Several influential members of our town’s community including both Chatham Borough Mayor Bruce Harris and Chatham Township Mayor Curt Ritter, and Lorena Kirschner of the Girl Scouts of Northern New Jersey, spoke and commended these women for their powerful and influential achievement in Girl Scouting.

Gold Award Recipients:

  • Thea Dekker, “Kopila Valley Girls Club”: Thea volunteered in Nepal with the BlinkNow Foundation and established a girls’ empowerment group that serves at-risk girls.
  • Jocelyn Hughes, “Celebrating the Arts with Seniors”: Jocelyn established an Art Gallery at the Senior Center of the Chatham’s. She also painted a portable mural.
  • Zoe Kraus, “ACL Injury Prevention”: Zoe worked with her high school’s athletic trainer to develop an ACL prevention warm up for female athletes.
  • Kelly Krincek, “Chatham: Tomorrow is Today”: Kelly created a 30 minute documentary about the culture and lifestyle of current citizens of Chatham to preserve the history for future generations. She also established a “Senior Memories” spread in the Chatham High School yearbook.
  • Anna Mason, “Cycles for Smiles”: Anna collected and refurbished donated bikes to donate to Family Promise. She also created bike safety pamphlets to be sent with the bikes.

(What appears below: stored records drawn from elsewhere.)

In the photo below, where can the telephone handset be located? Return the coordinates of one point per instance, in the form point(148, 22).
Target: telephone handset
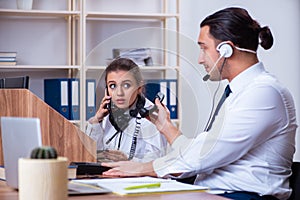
point(117, 117)
point(145, 112)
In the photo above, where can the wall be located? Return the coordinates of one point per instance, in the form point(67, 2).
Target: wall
point(283, 18)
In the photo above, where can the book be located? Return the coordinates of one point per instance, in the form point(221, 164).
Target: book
point(56, 94)
point(8, 59)
point(74, 100)
point(8, 54)
point(2, 173)
point(142, 185)
point(141, 56)
point(90, 98)
point(72, 170)
point(7, 63)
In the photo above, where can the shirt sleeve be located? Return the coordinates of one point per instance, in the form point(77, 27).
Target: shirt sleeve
point(246, 122)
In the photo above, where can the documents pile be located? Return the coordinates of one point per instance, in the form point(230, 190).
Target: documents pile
point(138, 185)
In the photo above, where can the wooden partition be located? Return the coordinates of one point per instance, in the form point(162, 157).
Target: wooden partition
point(57, 131)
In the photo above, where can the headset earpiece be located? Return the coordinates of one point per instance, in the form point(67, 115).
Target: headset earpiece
point(225, 49)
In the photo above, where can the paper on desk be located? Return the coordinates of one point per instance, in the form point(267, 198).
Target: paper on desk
point(118, 185)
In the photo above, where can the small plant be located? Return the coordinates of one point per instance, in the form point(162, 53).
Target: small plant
point(43, 152)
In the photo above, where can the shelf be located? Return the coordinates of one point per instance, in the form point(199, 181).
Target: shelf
point(143, 68)
point(38, 13)
point(39, 67)
point(111, 15)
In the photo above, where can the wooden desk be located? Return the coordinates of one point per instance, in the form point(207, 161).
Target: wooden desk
point(7, 193)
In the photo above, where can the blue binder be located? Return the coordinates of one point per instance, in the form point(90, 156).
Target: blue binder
point(169, 88)
point(57, 96)
point(74, 98)
point(90, 98)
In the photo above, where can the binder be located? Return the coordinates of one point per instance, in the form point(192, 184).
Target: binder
point(172, 98)
point(74, 100)
point(90, 98)
point(57, 96)
point(166, 86)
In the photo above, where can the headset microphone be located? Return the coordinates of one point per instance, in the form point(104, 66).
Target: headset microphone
point(207, 76)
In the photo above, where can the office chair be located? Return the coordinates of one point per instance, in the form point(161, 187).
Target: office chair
point(15, 82)
point(295, 181)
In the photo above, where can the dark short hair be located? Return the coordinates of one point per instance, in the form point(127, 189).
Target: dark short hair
point(236, 25)
point(125, 64)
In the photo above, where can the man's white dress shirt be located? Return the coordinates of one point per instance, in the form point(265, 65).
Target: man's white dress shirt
point(251, 144)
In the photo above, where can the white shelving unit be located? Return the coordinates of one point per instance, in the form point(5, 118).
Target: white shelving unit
point(80, 38)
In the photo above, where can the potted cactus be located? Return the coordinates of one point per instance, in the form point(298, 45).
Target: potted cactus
point(43, 175)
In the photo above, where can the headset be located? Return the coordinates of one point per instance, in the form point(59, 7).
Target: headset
point(225, 50)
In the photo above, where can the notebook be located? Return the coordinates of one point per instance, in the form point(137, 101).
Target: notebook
point(19, 137)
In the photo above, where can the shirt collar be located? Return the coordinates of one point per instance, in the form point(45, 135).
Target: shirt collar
point(246, 77)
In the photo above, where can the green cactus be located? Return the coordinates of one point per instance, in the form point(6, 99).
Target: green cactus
point(44, 152)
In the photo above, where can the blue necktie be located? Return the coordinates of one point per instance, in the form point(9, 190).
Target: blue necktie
point(223, 98)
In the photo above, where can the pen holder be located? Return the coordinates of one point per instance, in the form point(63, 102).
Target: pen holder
point(45, 179)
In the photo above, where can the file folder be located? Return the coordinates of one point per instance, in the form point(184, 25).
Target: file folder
point(166, 86)
point(74, 100)
point(90, 98)
point(57, 96)
point(172, 98)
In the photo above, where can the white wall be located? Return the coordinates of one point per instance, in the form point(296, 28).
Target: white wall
point(283, 59)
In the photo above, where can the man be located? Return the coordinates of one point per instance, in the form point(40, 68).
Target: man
point(247, 151)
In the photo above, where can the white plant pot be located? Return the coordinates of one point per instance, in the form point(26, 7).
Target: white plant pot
point(24, 4)
point(43, 179)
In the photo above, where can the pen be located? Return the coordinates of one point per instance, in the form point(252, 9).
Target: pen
point(149, 185)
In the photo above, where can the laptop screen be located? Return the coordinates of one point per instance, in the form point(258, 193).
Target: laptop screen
point(19, 137)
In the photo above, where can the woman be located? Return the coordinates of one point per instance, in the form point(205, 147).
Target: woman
point(121, 133)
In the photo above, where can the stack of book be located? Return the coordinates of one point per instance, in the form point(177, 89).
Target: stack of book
point(141, 56)
point(8, 58)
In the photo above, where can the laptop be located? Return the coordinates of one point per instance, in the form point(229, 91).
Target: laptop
point(19, 137)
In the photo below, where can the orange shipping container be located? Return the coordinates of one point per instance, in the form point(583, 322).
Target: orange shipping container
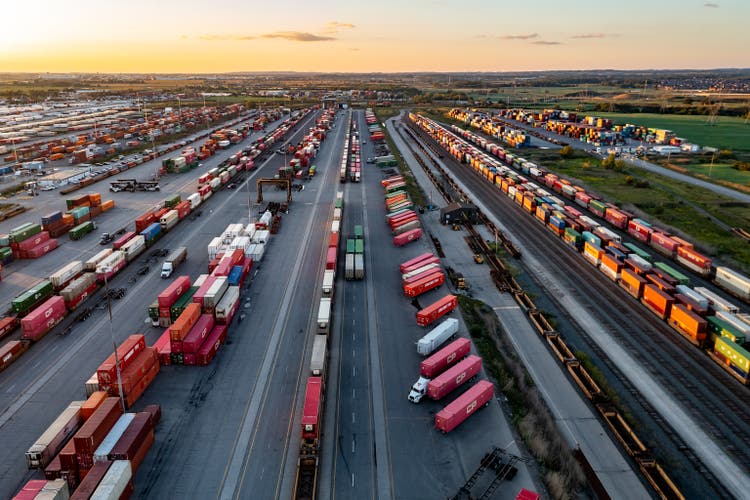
point(688, 323)
point(92, 403)
point(182, 325)
point(632, 283)
point(656, 300)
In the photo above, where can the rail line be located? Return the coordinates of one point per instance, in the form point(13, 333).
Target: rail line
point(650, 468)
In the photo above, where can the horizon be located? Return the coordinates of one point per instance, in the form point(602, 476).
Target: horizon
point(424, 36)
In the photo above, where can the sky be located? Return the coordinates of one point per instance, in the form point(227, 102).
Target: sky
point(192, 36)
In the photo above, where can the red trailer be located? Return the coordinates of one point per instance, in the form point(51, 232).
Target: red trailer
point(41, 320)
point(407, 237)
point(445, 357)
point(119, 242)
point(464, 406)
point(423, 285)
point(416, 260)
point(454, 377)
point(174, 291)
point(312, 411)
point(126, 353)
point(436, 310)
point(331, 258)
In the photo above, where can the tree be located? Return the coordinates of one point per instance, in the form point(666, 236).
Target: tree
point(609, 161)
point(567, 152)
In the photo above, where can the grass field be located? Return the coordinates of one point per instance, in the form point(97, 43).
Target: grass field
point(688, 209)
point(727, 133)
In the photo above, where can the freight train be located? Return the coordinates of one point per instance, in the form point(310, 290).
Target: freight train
point(660, 240)
point(305, 486)
point(686, 310)
point(40, 308)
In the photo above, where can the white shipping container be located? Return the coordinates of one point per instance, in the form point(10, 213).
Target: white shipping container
point(92, 385)
point(215, 247)
point(56, 489)
point(227, 302)
point(114, 482)
point(96, 259)
point(66, 273)
point(262, 236)
point(114, 435)
point(51, 441)
point(215, 291)
point(114, 259)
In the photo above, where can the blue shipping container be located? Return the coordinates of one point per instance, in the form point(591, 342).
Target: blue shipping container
point(53, 217)
point(558, 223)
point(591, 238)
point(151, 231)
point(234, 276)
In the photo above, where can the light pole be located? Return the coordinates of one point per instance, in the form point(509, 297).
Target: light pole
point(108, 270)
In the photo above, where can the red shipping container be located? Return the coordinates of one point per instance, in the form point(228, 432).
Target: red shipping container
point(119, 242)
point(89, 484)
point(42, 319)
point(333, 240)
point(445, 357)
point(453, 377)
point(199, 332)
point(404, 267)
point(132, 375)
point(126, 352)
point(331, 258)
point(185, 321)
point(7, 325)
point(163, 348)
point(35, 240)
point(423, 285)
point(464, 406)
point(210, 347)
point(42, 249)
point(135, 434)
point(407, 237)
point(137, 391)
point(436, 310)
point(200, 294)
point(174, 291)
point(94, 430)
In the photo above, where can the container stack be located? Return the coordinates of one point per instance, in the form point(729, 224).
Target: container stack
point(29, 241)
point(139, 365)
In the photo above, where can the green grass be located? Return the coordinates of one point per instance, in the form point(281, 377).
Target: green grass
point(682, 206)
point(727, 133)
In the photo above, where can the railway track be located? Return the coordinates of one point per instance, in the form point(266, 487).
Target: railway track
point(703, 388)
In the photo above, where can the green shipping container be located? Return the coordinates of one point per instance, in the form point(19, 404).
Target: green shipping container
point(735, 353)
point(171, 202)
point(24, 232)
point(724, 329)
point(32, 297)
point(182, 302)
point(81, 230)
point(153, 311)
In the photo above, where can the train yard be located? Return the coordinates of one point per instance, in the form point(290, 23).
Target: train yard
point(721, 397)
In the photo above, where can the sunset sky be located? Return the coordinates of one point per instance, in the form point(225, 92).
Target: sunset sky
point(194, 36)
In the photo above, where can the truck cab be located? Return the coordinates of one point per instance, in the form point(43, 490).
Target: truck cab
point(418, 390)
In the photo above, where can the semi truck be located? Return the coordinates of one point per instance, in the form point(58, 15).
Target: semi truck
point(447, 381)
point(173, 260)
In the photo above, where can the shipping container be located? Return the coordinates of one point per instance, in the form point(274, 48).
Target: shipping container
point(464, 406)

  • Laura McCormick, “Tech Savvy Seniors”: Laura created a technology help program at the Chatham Senior Center. She did one-on- one help and classes on specific topics.
  • Kate Mirabelli, “Chemo Care Packages”: Kate worked with the Morristown Memorial Hospital, Valerie Center. Kate created care packages for kids undergoing chemotherapy.
  • Kate Purschke, “Operation Students Care”: Kate worked to raise awareness for Chatham High School graduates who are serving in the military.
  • Olivia Rondepierre, “Play for Patients”: Olivia focused on the social needs of the children hospitalized at St. Barnabas in Livingston.
  • Madeline Schroeder, “This Girl Fights Back”: Madeline’s project aimed to address confidence, self-esteem, and personal safety issues affecting girls in her community. She held a girls empowerment event that addressed personal safety and self respect.
  • Nishita Sinha, “Safe Sanitation Solutions - It Takes a Village”: Nishita’s project aimed to improve unfortunate sanitary conditions in most of the world. She researched potential solutions and designed an improved toilet. She then implemented these toilets in communities in India.
  • Tess Wakefield, “Showered with Love”: Tess’s project involved hosting baby showers for homeless mothers at Homefront Family Preservation Center. Homefront continued to host showers after her project was concluded.
  • Addison Walker, “Walk Chatham”: Addison’s project was to share the Chatham Historical Society’s information with the Chatham community. She created an audiovisual tour of Main Street, and a mobile application that is now available to download.
  • Ellie Walker, “Green Steps”: The focus of Ellie’s project was to inform her community about the importance of recycling. She created programs for children, high schoolers and adults.